If the young were intent on shaking the earth in a literal way, the older generation was working towards an earth-shaking shift in religious focus, with Constantine keeping the balance and the peace. Pivotal to the whole movement, in touch with both factions. Well, d'Aubec could pay lip service to this harmless pursuit of religious fervour. He knew that any energy could be channelled if you had the tools and the sense of direction to guide it. And he would do almost anything to head off the schism he sensed was approaching.

The family was experiencing a divergence of aims. He glanced around the table once again, assessing strengths and allegiances. The chair his cousin Gabrielle should have occupied had been removed. As usual. And no loss. There was no support to be expected from her. She showed no interest in the family's business as long as her generous allowance continued to be paid. All the same, she had been the first successfully to challenge the older generation, he acknowledged with a rush of annoyance. The scene she had staged yesterday morning before the arrival of the guests had been alarming but impressive, and she had got what she wanted: the family consent to the official engagement she had set her heart on. And the wretched girl had instantly taken off to make her arrangements, which signalled an intensive shopping spree and endless telephonic gossiping with her friends. His mother and uncle had been doubtful and, predictably, had urged a further delay, but in the face of Gabrielle's determination and d'Aubec's compliance, they had conceded.

But at least he'd made sure the girl understood that in return for his lack of opposition—he could hardly call it support—she was now in his debt.

His mother was looking tired, he thought. He smiled encouragingly at her, sitting at the head of the table opposite Father Anselme. She rallied and, rising to her feet, issued an invitation to everyone to accompany her to the salon, where aperitifs would be served. Always the impeccable hostess, though increasingly weary. D'Aubec remembered the sacrifice of his mother's necklace of rose diamonds, a gift to a long-lost countess of Brancy from Cardinal Mazarin, a sacrifice which had set them on the road to financial recovery. One day he'd locate those stones and get them back for the family, whatever the cost. For a brief moment he allowed himself the sensuous indulgence of imagining them around the white neck of Laetitia Talbot.
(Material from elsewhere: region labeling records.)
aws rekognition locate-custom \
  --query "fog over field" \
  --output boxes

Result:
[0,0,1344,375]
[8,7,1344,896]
He lingered behind as the room emptied and was joined by Constantine.

When they were alone, d'Aubec spoke casually. “The senator is not with us…”

“I had observed. Leave it to me, Edmond.”

Reassured, Edmond went back to his vision of Laetitia. She was still in his thoughts when a manservant entered and sought him out. Leaning forward, he murmured that the count was urgently requested to come to the telephone.